The Health and Safety Executive (HSE) statistics show that there were an estimated 739,000 incidents of violence at work, 356,000 of which were physical assaults. ¹
New Security Roles
Violent crime continues to increase across the U.K as police numbers diminish. As a result of this, private guards have been hired to fill the security vacuum, along with CCTV operators, cash transit specialists and close protection officers.
The change in roles has resulted in substantial growth in the security sector. During 2017-2018 there were 143,894 applications for individual licences to operate in the security industry compared to 110,437 the previous year. The rise is in line with the obvious increase of an already substantial industry. There are currently 386,657 licence holders, with 68,715 in the role of security guard. ²
Increased Risk of Violence
Taking on the role of a security guard does come with its own set of risks. Protective service is the occupational group with the highest risk of experiencing workplace violence, which can be seen in the graph above. ³
The Labour Force Survey shows that around 9 out of every 10 workers who sustain an injury resulting from violence at work (regardless of whether the injury resulted in time off work) are employed in public services.
Overall, respondents in protective service occupations (such as police officers) faced the highest risk of assaults and threats while working, at 11.4% – 8 times the average risk of 1.4%. ⁴
In March 2017 a security guard was viciously beaten after he challenged an intruder inside the factory he was patrolling.
Det Insp Colin Mattinson, of West Midlands Police Force CID, said,
“This was a sustained and violent attack on an elderly man. We believe he challenged a man found inside the premises which led to the unprovoked attack taking place.” ⁵
Unfortunately, as he was the sole worker on shift, the injured guard was left alone with serious head injuries for six hours until a colleague found him and raised the alarm.
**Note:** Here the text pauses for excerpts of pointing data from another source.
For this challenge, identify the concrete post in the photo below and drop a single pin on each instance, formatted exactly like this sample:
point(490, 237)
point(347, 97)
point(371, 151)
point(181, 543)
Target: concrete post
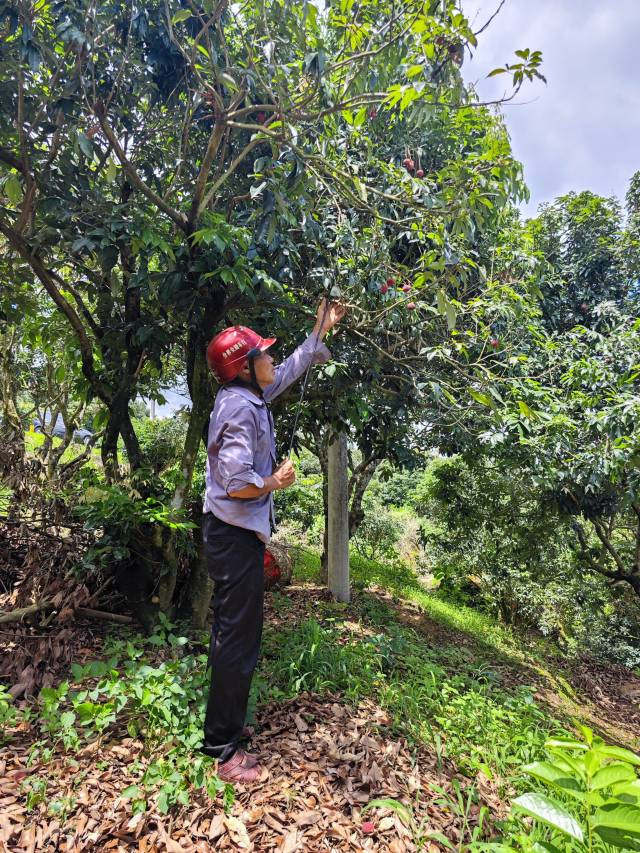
point(338, 550)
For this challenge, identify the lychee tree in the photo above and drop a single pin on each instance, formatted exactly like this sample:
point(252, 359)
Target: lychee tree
point(156, 158)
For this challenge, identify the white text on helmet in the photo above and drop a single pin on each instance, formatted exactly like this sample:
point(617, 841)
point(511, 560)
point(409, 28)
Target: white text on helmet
point(232, 349)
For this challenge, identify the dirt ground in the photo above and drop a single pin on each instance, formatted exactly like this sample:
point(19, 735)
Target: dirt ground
point(323, 763)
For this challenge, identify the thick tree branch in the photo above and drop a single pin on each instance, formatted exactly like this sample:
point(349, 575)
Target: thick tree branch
point(179, 218)
point(49, 281)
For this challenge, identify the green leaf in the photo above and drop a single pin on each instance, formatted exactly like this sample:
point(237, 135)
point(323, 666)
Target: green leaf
point(525, 410)
point(86, 145)
point(403, 812)
point(13, 189)
point(621, 753)
point(549, 812)
point(67, 719)
point(479, 397)
point(111, 172)
point(618, 816)
point(611, 774)
point(450, 313)
point(181, 15)
point(556, 776)
point(131, 792)
point(566, 743)
point(627, 791)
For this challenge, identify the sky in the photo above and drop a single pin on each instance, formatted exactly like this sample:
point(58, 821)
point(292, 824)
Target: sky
point(582, 130)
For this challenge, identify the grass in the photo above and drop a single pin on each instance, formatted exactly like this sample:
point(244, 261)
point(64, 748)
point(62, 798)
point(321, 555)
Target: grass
point(435, 696)
point(402, 582)
point(456, 698)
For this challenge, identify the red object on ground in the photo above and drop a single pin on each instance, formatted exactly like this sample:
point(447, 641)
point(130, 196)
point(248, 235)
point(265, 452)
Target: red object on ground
point(227, 352)
point(272, 571)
Protecting Lone Working Security Personnel
The best way to keep security guards (lone workers) protected is to equip them with the necessary tools. Lone worker’s need a safety solution that allows peace of mind that if anything goes wrong, someone will know and can send help.
The purpose of a lone worker solution is to ensure all workers go home safely at the end of each shift. Solutions are simple systems that connect workers with a supervisor who monitors their well-being. The supervisor could be another member of the same company or staff in a call centre.
There are many different solutions available to lone workers that allow them to keep in touch by checking in. However, not all solutions are as simple and convenient as a Smartphone app.
The Ok Alone system has a wide range of features designed to make people working remotely feel safer. The system has an automated countdown timer, as required by work alone legislation, which reminds lone workers to make contact by checking in using either a smartphone app, sms or phone call. Workers are able to change the frequency of their check ins with the ‘high-risk’ feature. If a worker enters an area where they feel vulnerable, they can reduce the check in time to as little as 10 minutes. After the time has passed with no alerts, the check in frequency will revert to the original count down duration.
One of the features, the Man Down (Worker Down) function, alerts monitors if there has been no movement from a worker within a set amount of time. This could help indicate if the worker has been involved in an accident or assault. This feature would have alerted the factory’s management that there had been an incident and the security guard would not have had to wait for the next shift to start before he was found.
Ok Alone also offers BLE (Bluetooth Low Energy) beacons as an alternative to GPS only systems. The beacons are fully integrated into the existing OK Alone app and fully functioning within the lone worker system. The small beacons are radio transmitting devices that can be programmed to give out longitude and latitude coordinates, or exact locations ie, ‘Warehouse G, Floor 2, Section 12’. As staff move around their sites registered beacons log the time, name and id of the worker.
This allows companies to know their workers are able to check in or request help and have real time locations for them, whether they are out in the field or down in the basement.
Ok Alone’s lone worker smartphone app works in conjunction with a website and dashboard that can be used on pc, laptop, tablet or another smartphone. The online dashboard will display a map supplying the monitor with the workers last known location if an alert is triggered.